Cowardly whining? It took everything in me to keep from raising my voice, but I could feel my cheeks heating and my heart pounding. “If you despise me so much, why did you ask me to come along?”
She shrugged. “Old habits, I guess. But if there is something I have learned since you left on your little holiday to the states is that we do not need you.”
“He does not need you,” she hissed at me. Catherine had yanked me behind a stack of crates in the stables and away from the sounds of laughter in the backyard, her grip surprisingly strong for a girl’s but I supposed working in the stables had that affect on a person.

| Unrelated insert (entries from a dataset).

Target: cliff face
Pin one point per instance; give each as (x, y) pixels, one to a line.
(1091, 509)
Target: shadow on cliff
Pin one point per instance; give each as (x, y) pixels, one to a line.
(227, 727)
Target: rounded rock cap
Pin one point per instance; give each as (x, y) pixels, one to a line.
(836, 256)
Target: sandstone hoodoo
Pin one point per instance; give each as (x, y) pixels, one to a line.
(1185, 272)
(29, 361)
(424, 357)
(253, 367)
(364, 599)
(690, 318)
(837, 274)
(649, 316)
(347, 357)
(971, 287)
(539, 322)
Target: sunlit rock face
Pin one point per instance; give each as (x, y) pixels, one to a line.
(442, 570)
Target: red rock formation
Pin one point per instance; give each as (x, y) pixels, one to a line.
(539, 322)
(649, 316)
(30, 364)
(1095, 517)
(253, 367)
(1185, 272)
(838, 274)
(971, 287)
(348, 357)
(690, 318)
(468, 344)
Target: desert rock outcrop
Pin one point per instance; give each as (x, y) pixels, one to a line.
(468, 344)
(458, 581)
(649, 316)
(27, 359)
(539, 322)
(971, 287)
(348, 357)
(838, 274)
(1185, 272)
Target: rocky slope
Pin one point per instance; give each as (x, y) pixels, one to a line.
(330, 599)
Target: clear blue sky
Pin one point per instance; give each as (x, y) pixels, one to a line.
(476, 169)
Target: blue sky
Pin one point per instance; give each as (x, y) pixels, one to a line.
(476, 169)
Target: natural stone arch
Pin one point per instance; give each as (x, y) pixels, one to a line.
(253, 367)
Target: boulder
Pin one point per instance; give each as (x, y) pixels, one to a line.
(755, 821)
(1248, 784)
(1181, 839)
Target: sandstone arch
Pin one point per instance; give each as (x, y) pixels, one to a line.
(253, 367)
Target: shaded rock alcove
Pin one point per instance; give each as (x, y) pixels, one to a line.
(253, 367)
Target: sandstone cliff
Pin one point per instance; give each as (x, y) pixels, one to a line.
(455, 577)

“I beg your pardon?” I tried to jerk my arm out of her hand, but she held strong.
“He thinks he does, but he does not.”
“Carter?” I scoffed. “What are you—"
Catherine pulled me closer to her, nearly growling as she said, “You are engaged to Lord Lowery.”
“I am aware—"
“Yet you toy with Carter’s emotions on nearly a daily basis.”
“Toy with his emo—this is bloody ridiculous. Unhand me at once!”
“What he feels for you is simply a childhood fancy and nothing more.”
I stopped struggling, finally understand what was going on. A laugh bubbled out of me and I patted her hand on my arm. “My dear Catherine, envy is not becoming.”
She dropped my arm as if I had burned her. “I am not envious of you—"
“But you are. You want Carter yet you know I am the only person whom he desires, whom he will ever desire.”
She glared at me. “Have you no remorse?”
Amusement colored my voice as I asked, “Remorse? For what?”
“He fell in love with you when you were children, you knew that. And you knew that you never felt the same for him. Yet you fluttered your lashes and you twirled your hair and you flashed your smile and you kept him by your side all this time. And now…” She shook her head as she glanced nervously around the crates toward the sounds that were coming from outside. “Now he believes you are essential to his life. But he is wrong. He does not need you.” She glared at me one last time, leaning in close to make sure I did not miss her next words. “Today is his birthday and you will allow him this one day to be surrounded by those who truly do care for him. Do you understand?”
I hesitated. Yes, it was true; I knew Carter cared for me in a way which I could never return. But what Catherine said was not true. I did love him. I loved him and he could never know how much. However, despite the complications of any romantic interest, Carter was--above all else--my friend. I still deserved the opportunity to celebrate with him.
Yet looking at Catherine’s enraged face I realized she was right. I could allow him—and her—this one day to themselves. It was only fair.
And besides, Gretchen told me James was waiting for me back in the house.
I sniffed and looked down my nose at her. “I understand. But there is something I wish for you to understand as well.” I leaned even closer to her, happy when she backed away slightly. I whispered, “If you dare to make this a competition between us, know that I will be more than happy to run the race with you.” A smile stretched across my face as I saw a glimmer of uncertainty in Catherine's eyes. “And I think we both know who would win.”